Na condução da execução penal, o
magistrado deverá fazer cumprir aquilo que consta na sentença (título executivo
penal) a respeito do quantum da pena, do regime inicial, bem como do fato de
ter sido a pena privativa de liberdade substituída ou não por restritiva de
direitos.
Por outro lado, as condições
pessoais do condenado, como, por exemplo, a reincidência, podem e devem ser
analisadas pelo juízo da execução penal, independentemente de tal condição ter
sido considerada na sentença condenatória. Isso porque é também atribuição do
juízo da execução individualizar a pena.
Conforme
explica a doutrina:
“A individualização da pena no processo de
conhecimento visa aferir e quantificar a culpa exteriorizada no fato passado. A
individualização no processo de execução visa propiciar oportunidade para o
livre desenvolvimento presente e efetivar a mínima dessocialização possível.
Daí caber à autoridade judicial adequar a pena às condições pessoais do
sentenciado.” (BARROS, Carmen Silvia de Moraes. A Individualização da Pena
na Execução Penal. São Paulo: RT, 2001, p. 23).
A individualização da pena se
realiza, essencialmente, em três momentos:
a) na cominação da pena em
abstrato ao tipo legal, pelo Legislador;
b) na sentença penal
condenatória, pelo Juízo de conhecimento; e
c) na execução penal, pelo Juízo
das Execuções.
O reconhecimento da
reincidência apenas pelo juízo da execução penal representaria reformatio in
pejus ou afronta à coisa julgada?
NÃO. Isso porque não há
desrespeito ao comando da sentença considerando que não haverá o agravamento da
pena estabelecida no título executivo nem modificação do regime inicial para um
mais severo.
O reconhecimento da reincidência
ocorrerá para fins de progressão de regime, livramento condicional e outros
institutos diretamente ligados à execução penal e que não são tratados na
sentença condenatória.
O reconhecimento da reincidência
no processo de conhecimento possui fins específicos, quais sejam, agravar a
pena e trazer mais rigor ao regime prisional inicial.
O reconhecimento da reincidência
no processo de execução tem outras finalidades, que estão diretamente relacionadas
com os benefícios do cumprimento da pena.

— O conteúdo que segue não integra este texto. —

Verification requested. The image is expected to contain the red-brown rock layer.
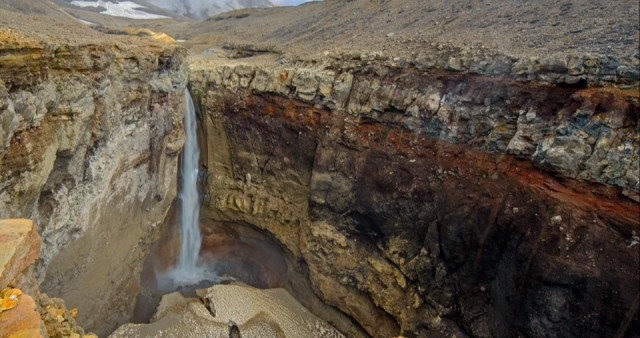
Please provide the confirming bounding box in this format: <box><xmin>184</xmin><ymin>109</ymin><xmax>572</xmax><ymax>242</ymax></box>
<box><xmin>192</xmin><ymin>59</ymin><xmax>639</xmax><ymax>336</ymax></box>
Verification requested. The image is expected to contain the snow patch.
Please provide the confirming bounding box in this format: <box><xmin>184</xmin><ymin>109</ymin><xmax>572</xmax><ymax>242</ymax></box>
<box><xmin>77</xmin><ymin>18</ymin><xmax>97</xmax><ymax>25</ymax></box>
<box><xmin>70</xmin><ymin>1</ymin><xmax>170</xmax><ymax>20</ymax></box>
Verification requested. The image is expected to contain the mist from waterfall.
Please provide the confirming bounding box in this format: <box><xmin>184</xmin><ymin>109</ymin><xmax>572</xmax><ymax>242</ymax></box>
<box><xmin>156</xmin><ymin>89</ymin><xmax>218</xmax><ymax>291</ymax></box>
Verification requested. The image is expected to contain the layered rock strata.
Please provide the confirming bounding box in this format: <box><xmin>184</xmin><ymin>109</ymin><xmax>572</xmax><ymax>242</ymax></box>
<box><xmin>190</xmin><ymin>52</ymin><xmax>639</xmax><ymax>337</ymax></box>
<box><xmin>0</xmin><ymin>37</ymin><xmax>188</xmax><ymax>335</ymax></box>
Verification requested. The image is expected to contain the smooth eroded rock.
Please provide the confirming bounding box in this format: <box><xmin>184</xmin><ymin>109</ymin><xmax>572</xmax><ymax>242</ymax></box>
<box><xmin>111</xmin><ymin>283</ymin><xmax>344</xmax><ymax>338</ymax></box>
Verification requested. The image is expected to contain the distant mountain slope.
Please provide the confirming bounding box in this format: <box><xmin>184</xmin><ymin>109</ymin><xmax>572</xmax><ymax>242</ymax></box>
<box><xmin>138</xmin><ymin>0</ymin><xmax>274</xmax><ymax>20</ymax></box>
<box><xmin>51</xmin><ymin>0</ymin><xmax>189</xmax><ymax>23</ymax></box>
<box><xmin>51</xmin><ymin>0</ymin><xmax>274</xmax><ymax>22</ymax></box>
<box><xmin>158</xmin><ymin>0</ymin><xmax>639</xmax><ymax>62</ymax></box>
<box><xmin>0</xmin><ymin>0</ymin><xmax>110</xmax><ymax>45</ymax></box>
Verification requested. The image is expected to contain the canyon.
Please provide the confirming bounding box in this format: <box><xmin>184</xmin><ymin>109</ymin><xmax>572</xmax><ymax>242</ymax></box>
<box><xmin>185</xmin><ymin>47</ymin><xmax>639</xmax><ymax>337</ymax></box>
<box><xmin>1</xmin><ymin>0</ymin><xmax>639</xmax><ymax>337</ymax></box>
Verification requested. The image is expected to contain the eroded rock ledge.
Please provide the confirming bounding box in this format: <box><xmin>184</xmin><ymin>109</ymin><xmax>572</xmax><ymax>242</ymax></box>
<box><xmin>190</xmin><ymin>53</ymin><xmax>639</xmax><ymax>337</ymax></box>
<box><xmin>191</xmin><ymin>52</ymin><xmax>639</xmax><ymax>193</ymax></box>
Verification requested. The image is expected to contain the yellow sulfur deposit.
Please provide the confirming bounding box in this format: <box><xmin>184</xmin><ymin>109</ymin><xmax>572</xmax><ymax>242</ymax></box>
<box><xmin>0</xmin><ymin>288</ymin><xmax>22</xmax><ymax>312</ymax></box>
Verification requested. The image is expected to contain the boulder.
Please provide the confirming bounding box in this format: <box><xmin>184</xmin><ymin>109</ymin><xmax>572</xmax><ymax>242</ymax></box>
<box><xmin>0</xmin><ymin>219</ymin><xmax>45</xmax><ymax>337</ymax></box>
<box><xmin>0</xmin><ymin>292</ymin><xmax>45</xmax><ymax>338</ymax></box>
<box><xmin>0</xmin><ymin>219</ymin><xmax>41</xmax><ymax>289</ymax></box>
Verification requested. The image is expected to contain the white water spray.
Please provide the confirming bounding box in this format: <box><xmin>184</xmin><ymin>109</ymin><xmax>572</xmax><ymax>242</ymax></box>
<box><xmin>157</xmin><ymin>89</ymin><xmax>217</xmax><ymax>290</ymax></box>
<box><xmin>176</xmin><ymin>88</ymin><xmax>201</xmax><ymax>273</ymax></box>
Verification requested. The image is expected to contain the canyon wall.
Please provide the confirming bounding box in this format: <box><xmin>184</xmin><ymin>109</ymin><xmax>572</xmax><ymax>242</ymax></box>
<box><xmin>0</xmin><ymin>38</ymin><xmax>188</xmax><ymax>335</ymax></box>
<box><xmin>190</xmin><ymin>49</ymin><xmax>639</xmax><ymax>337</ymax></box>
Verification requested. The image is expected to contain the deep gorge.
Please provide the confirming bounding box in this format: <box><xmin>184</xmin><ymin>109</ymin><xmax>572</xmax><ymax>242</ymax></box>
<box><xmin>1</xmin><ymin>2</ymin><xmax>639</xmax><ymax>337</ymax></box>
<box><xmin>185</xmin><ymin>53</ymin><xmax>639</xmax><ymax>337</ymax></box>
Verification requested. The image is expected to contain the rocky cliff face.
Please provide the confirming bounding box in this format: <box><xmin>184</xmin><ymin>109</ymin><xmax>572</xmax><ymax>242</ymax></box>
<box><xmin>189</xmin><ymin>49</ymin><xmax>639</xmax><ymax>337</ymax></box>
<box><xmin>0</xmin><ymin>35</ymin><xmax>188</xmax><ymax>335</ymax></box>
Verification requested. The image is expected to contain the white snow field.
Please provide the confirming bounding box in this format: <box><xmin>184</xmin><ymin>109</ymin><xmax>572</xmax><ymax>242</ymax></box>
<box><xmin>70</xmin><ymin>1</ymin><xmax>169</xmax><ymax>19</ymax></box>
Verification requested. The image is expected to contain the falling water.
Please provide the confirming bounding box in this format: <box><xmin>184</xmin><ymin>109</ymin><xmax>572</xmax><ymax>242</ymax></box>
<box><xmin>176</xmin><ymin>88</ymin><xmax>201</xmax><ymax>273</ymax></box>
<box><xmin>157</xmin><ymin>89</ymin><xmax>217</xmax><ymax>290</ymax></box>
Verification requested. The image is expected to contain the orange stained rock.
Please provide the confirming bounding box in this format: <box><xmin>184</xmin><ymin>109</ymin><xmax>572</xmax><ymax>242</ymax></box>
<box><xmin>0</xmin><ymin>219</ymin><xmax>42</xmax><ymax>289</ymax></box>
<box><xmin>1</xmin><ymin>287</ymin><xmax>23</xmax><ymax>298</ymax></box>
<box><xmin>0</xmin><ymin>287</ymin><xmax>23</xmax><ymax>313</ymax></box>
<box><xmin>0</xmin><ymin>296</ymin><xmax>17</xmax><ymax>312</ymax></box>
<box><xmin>0</xmin><ymin>293</ymin><xmax>45</xmax><ymax>338</ymax></box>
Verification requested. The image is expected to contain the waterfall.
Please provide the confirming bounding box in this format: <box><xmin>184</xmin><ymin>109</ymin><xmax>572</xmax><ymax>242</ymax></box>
<box><xmin>176</xmin><ymin>88</ymin><xmax>202</xmax><ymax>273</ymax></box>
<box><xmin>157</xmin><ymin>88</ymin><xmax>216</xmax><ymax>290</ymax></box>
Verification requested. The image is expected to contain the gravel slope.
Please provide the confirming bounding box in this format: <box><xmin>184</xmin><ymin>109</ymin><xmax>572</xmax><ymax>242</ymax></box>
<box><xmin>143</xmin><ymin>0</ymin><xmax>639</xmax><ymax>63</ymax></box>
<box><xmin>3</xmin><ymin>0</ymin><xmax>638</xmax><ymax>65</ymax></box>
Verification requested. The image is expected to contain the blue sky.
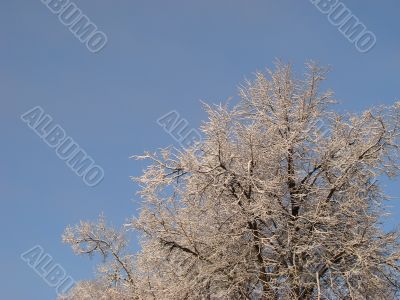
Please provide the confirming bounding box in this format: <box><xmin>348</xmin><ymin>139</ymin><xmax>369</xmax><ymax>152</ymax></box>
<box><xmin>1</xmin><ymin>1</ymin><xmax>400</xmax><ymax>299</ymax></box>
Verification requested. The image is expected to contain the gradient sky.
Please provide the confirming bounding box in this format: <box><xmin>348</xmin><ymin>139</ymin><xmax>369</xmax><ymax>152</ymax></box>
<box><xmin>1</xmin><ymin>1</ymin><xmax>400</xmax><ymax>299</ymax></box>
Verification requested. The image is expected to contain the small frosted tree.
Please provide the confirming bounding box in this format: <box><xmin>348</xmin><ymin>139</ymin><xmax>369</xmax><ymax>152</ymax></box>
<box><xmin>61</xmin><ymin>62</ymin><xmax>400</xmax><ymax>299</ymax></box>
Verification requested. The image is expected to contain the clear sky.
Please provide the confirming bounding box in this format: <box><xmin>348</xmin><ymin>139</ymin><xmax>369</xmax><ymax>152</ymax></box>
<box><xmin>1</xmin><ymin>1</ymin><xmax>400</xmax><ymax>299</ymax></box>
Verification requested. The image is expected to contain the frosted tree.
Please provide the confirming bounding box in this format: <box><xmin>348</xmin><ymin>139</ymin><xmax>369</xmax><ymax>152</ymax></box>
<box><xmin>61</xmin><ymin>62</ymin><xmax>400</xmax><ymax>299</ymax></box>
<box><xmin>60</xmin><ymin>215</ymin><xmax>138</xmax><ymax>299</ymax></box>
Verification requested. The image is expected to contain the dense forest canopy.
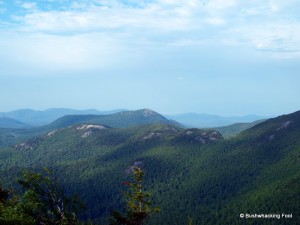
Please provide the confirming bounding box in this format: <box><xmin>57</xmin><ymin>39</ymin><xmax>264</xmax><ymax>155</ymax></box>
<box><xmin>0</xmin><ymin>110</ymin><xmax>300</xmax><ymax>224</ymax></box>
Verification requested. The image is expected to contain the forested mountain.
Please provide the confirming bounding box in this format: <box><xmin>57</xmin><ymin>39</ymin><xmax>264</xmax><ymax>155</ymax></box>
<box><xmin>0</xmin><ymin>110</ymin><xmax>299</xmax><ymax>224</ymax></box>
<box><xmin>215</xmin><ymin>119</ymin><xmax>266</xmax><ymax>138</ymax></box>
<box><xmin>0</xmin><ymin>109</ymin><xmax>179</xmax><ymax>147</ymax></box>
<box><xmin>44</xmin><ymin>108</ymin><xmax>180</xmax><ymax>129</ymax></box>
<box><xmin>0</xmin><ymin>108</ymin><xmax>127</xmax><ymax>126</ymax></box>
<box><xmin>0</xmin><ymin>108</ymin><xmax>267</xmax><ymax>128</ymax></box>
<box><xmin>0</xmin><ymin>117</ymin><xmax>30</xmax><ymax>129</ymax></box>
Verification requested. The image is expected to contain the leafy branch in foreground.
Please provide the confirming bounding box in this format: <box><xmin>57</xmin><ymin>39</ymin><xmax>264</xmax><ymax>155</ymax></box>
<box><xmin>110</xmin><ymin>162</ymin><xmax>160</xmax><ymax>225</ymax></box>
<box><xmin>18</xmin><ymin>168</ymin><xmax>84</xmax><ymax>225</ymax></box>
<box><xmin>0</xmin><ymin>182</ymin><xmax>34</xmax><ymax>225</ymax></box>
<box><xmin>1</xmin><ymin>168</ymin><xmax>85</xmax><ymax>225</ymax></box>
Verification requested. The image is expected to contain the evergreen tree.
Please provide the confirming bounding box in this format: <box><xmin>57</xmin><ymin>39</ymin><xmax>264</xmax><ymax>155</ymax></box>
<box><xmin>0</xmin><ymin>183</ymin><xmax>33</xmax><ymax>225</ymax></box>
<box><xmin>18</xmin><ymin>168</ymin><xmax>84</xmax><ymax>225</ymax></box>
<box><xmin>0</xmin><ymin>185</ymin><xmax>9</xmax><ymax>204</ymax></box>
<box><xmin>110</xmin><ymin>162</ymin><xmax>160</xmax><ymax>225</ymax></box>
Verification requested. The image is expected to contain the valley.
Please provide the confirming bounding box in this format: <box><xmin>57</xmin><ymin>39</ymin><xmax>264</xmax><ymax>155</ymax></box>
<box><xmin>0</xmin><ymin>109</ymin><xmax>299</xmax><ymax>224</ymax></box>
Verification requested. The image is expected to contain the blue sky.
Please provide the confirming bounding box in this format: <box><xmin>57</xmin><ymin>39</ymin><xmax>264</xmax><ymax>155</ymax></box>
<box><xmin>0</xmin><ymin>0</ymin><xmax>300</xmax><ymax>116</ymax></box>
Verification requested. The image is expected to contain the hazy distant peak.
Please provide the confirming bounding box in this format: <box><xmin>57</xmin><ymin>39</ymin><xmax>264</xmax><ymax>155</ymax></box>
<box><xmin>0</xmin><ymin>117</ymin><xmax>30</xmax><ymax>129</ymax></box>
<box><xmin>119</xmin><ymin>109</ymin><xmax>164</xmax><ymax>118</ymax></box>
<box><xmin>142</xmin><ymin>108</ymin><xmax>161</xmax><ymax>118</ymax></box>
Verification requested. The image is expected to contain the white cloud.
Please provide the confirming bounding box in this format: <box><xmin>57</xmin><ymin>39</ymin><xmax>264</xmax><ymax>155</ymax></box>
<box><xmin>0</xmin><ymin>32</ymin><xmax>128</xmax><ymax>76</ymax></box>
<box><xmin>205</xmin><ymin>17</ymin><xmax>225</xmax><ymax>25</ymax></box>
<box><xmin>21</xmin><ymin>2</ymin><xmax>38</xmax><ymax>11</ymax></box>
<box><xmin>1</xmin><ymin>0</ymin><xmax>300</xmax><ymax>78</ymax></box>
<box><xmin>234</xmin><ymin>22</ymin><xmax>300</xmax><ymax>54</ymax></box>
<box><xmin>206</xmin><ymin>0</ymin><xmax>237</xmax><ymax>10</ymax></box>
<box><xmin>21</xmin><ymin>11</ymin><xmax>98</xmax><ymax>32</ymax></box>
<box><xmin>269</xmin><ymin>2</ymin><xmax>279</xmax><ymax>12</ymax></box>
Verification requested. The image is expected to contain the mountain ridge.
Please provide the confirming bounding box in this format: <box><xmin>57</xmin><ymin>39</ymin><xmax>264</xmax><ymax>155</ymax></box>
<box><xmin>0</xmin><ymin>109</ymin><xmax>181</xmax><ymax>147</ymax></box>
<box><xmin>215</xmin><ymin>119</ymin><xmax>266</xmax><ymax>138</ymax></box>
<box><xmin>0</xmin><ymin>117</ymin><xmax>30</xmax><ymax>129</ymax></box>
<box><xmin>166</xmin><ymin>112</ymin><xmax>268</xmax><ymax>128</ymax></box>
<box><xmin>0</xmin><ymin>110</ymin><xmax>299</xmax><ymax>224</ymax></box>
<box><xmin>0</xmin><ymin>108</ymin><xmax>127</xmax><ymax>126</ymax></box>
<box><xmin>1</xmin><ymin>108</ymin><xmax>270</xmax><ymax>128</ymax></box>
<box><xmin>43</xmin><ymin>108</ymin><xmax>181</xmax><ymax>130</ymax></box>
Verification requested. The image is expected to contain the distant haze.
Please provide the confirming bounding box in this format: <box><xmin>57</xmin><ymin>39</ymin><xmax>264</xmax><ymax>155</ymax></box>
<box><xmin>0</xmin><ymin>1</ymin><xmax>299</xmax><ymax>116</ymax></box>
<box><xmin>166</xmin><ymin>113</ymin><xmax>268</xmax><ymax>128</ymax></box>
<box><xmin>0</xmin><ymin>108</ymin><xmax>126</xmax><ymax>126</ymax></box>
<box><xmin>0</xmin><ymin>108</ymin><xmax>268</xmax><ymax>128</ymax></box>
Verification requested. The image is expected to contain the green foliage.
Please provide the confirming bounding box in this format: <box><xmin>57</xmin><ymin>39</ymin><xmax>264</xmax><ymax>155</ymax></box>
<box><xmin>0</xmin><ymin>184</ymin><xmax>34</xmax><ymax>225</ymax></box>
<box><xmin>0</xmin><ymin>185</ymin><xmax>9</xmax><ymax>204</ymax></box>
<box><xmin>46</xmin><ymin>109</ymin><xmax>178</xmax><ymax>130</ymax></box>
<box><xmin>110</xmin><ymin>163</ymin><xmax>160</xmax><ymax>225</ymax></box>
<box><xmin>0</xmin><ymin>110</ymin><xmax>300</xmax><ymax>224</ymax></box>
<box><xmin>18</xmin><ymin>168</ymin><xmax>84</xmax><ymax>225</ymax></box>
<box><xmin>215</xmin><ymin>119</ymin><xmax>265</xmax><ymax>138</ymax></box>
<box><xmin>1</xmin><ymin>169</ymin><xmax>85</xmax><ymax>225</ymax></box>
<box><xmin>187</xmin><ymin>217</ymin><xmax>193</xmax><ymax>225</ymax></box>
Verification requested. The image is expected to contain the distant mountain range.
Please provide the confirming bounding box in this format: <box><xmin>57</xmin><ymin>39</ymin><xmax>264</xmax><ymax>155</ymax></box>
<box><xmin>0</xmin><ymin>108</ymin><xmax>127</xmax><ymax>126</ymax></box>
<box><xmin>0</xmin><ymin>109</ymin><xmax>180</xmax><ymax>147</ymax></box>
<box><xmin>0</xmin><ymin>109</ymin><xmax>299</xmax><ymax>224</ymax></box>
<box><xmin>0</xmin><ymin>117</ymin><xmax>30</xmax><ymax>129</ymax></box>
<box><xmin>0</xmin><ymin>108</ymin><xmax>269</xmax><ymax>143</ymax></box>
<box><xmin>0</xmin><ymin>108</ymin><xmax>269</xmax><ymax>128</ymax></box>
<box><xmin>43</xmin><ymin>108</ymin><xmax>180</xmax><ymax>129</ymax></box>
<box><xmin>166</xmin><ymin>113</ymin><xmax>268</xmax><ymax>128</ymax></box>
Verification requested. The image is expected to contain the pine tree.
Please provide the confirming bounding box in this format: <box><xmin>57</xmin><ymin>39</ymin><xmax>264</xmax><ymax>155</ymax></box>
<box><xmin>18</xmin><ymin>168</ymin><xmax>84</xmax><ymax>225</ymax></box>
<box><xmin>110</xmin><ymin>162</ymin><xmax>160</xmax><ymax>225</ymax></box>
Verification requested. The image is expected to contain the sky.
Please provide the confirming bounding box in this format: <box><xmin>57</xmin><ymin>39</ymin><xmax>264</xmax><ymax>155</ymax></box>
<box><xmin>0</xmin><ymin>0</ymin><xmax>300</xmax><ymax>116</ymax></box>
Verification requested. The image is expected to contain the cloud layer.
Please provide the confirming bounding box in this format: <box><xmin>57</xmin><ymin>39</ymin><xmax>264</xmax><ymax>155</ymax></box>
<box><xmin>0</xmin><ymin>0</ymin><xmax>300</xmax><ymax>115</ymax></box>
<box><xmin>1</xmin><ymin>0</ymin><xmax>299</xmax><ymax>75</ymax></box>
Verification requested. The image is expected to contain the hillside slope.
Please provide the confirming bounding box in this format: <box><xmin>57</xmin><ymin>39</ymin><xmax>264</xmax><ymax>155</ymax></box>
<box><xmin>215</xmin><ymin>119</ymin><xmax>266</xmax><ymax>138</ymax></box>
<box><xmin>0</xmin><ymin>109</ymin><xmax>181</xmax><ymax>147</ymax></box>
<box><xmin>44</xmin><ymin>108</ymin><xmax>181</xmax><ymax>129</ymax></box>
<box><xmin>0</xmin><ymin>108</ymin><xmax>126</xmax><ymax>126</ymax></box>
<box><xmin>0</xmin><ymin>117</ymin><xmax>30</xmax><ymax>129</ymax></box>
<box><xmin>0</xmin><ymin>110</ymin><xmax>299</xmax><ymax>224</ymax></box>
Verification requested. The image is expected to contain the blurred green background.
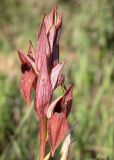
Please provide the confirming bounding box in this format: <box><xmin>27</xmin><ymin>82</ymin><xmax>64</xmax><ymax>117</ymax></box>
<box><xmin>0</xmin><ymin>0</ymin><xmax>114</xmax><ymax>159</ymax></box>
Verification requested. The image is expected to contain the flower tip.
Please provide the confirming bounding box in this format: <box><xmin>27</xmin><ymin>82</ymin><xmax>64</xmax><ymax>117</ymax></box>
<box><xmin>17</xmin><ymin>49</ymin><xmax>21</xmax><ymax>55</ymax></box>
<box><xmin>17</xmin><ymin>49</ymin><xmax>24</xmax><ymax>58</ymax></box>
<box><xmin>67</xmin><ymin>84</ymin><xmax>74</xmax><ymax>92</ymax></box>
<box><xmin>25</xmin><ymin>96</ymin><xmax>31</xmax><ymax>106</ymax></box>
<box><xmin>51</xmin><ymin>148</ymin><xmax>56</xmax><ymax>157</ymax></box>
<box><xmin>51</xmin><ymin>5</ymin><xmax>58</xmax><ymax>13</ymax></box>
<box><xmin>17</xmin><ymin>49</ymin><xmax>23</xmax><ymax>60</ymax></box>
<box><xmin>26</xmin><ymin>101</ymin><xmax>30</xmax><ymax>107</ymax></box>
<box><xmin>28</xmin><ymin>40</ymin><xmax>35</xmax><ymax>58</ymax></box>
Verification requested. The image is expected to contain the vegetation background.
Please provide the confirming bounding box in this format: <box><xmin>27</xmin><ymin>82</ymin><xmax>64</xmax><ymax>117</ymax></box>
<box><xmin>0</xmin><ymin>0</ymin><xmax>114</xmax><ymax>159</ymax></box>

Assim, a intangibilidade da
sentença penal condenatória transitada em julgado não retira do Juízo das
Execuções Penais o dever de adequar o cumprimento da sanção penal às condições
pessoais do réu.
Em suma:
O Juízo da Execução pode promover a retificação do
atestado de pena para constar a reincidência, com todos os consectários daí
decorrentes, ainda que não esteja reconhecida expressamente na sentença penal
condenatória transitada em julgado.
STJ. 3ª Seção. EREsp 1.738.968-MG, Rel. Min. Laurita Vaz, julgado
em 27/11/2019 (Info 662).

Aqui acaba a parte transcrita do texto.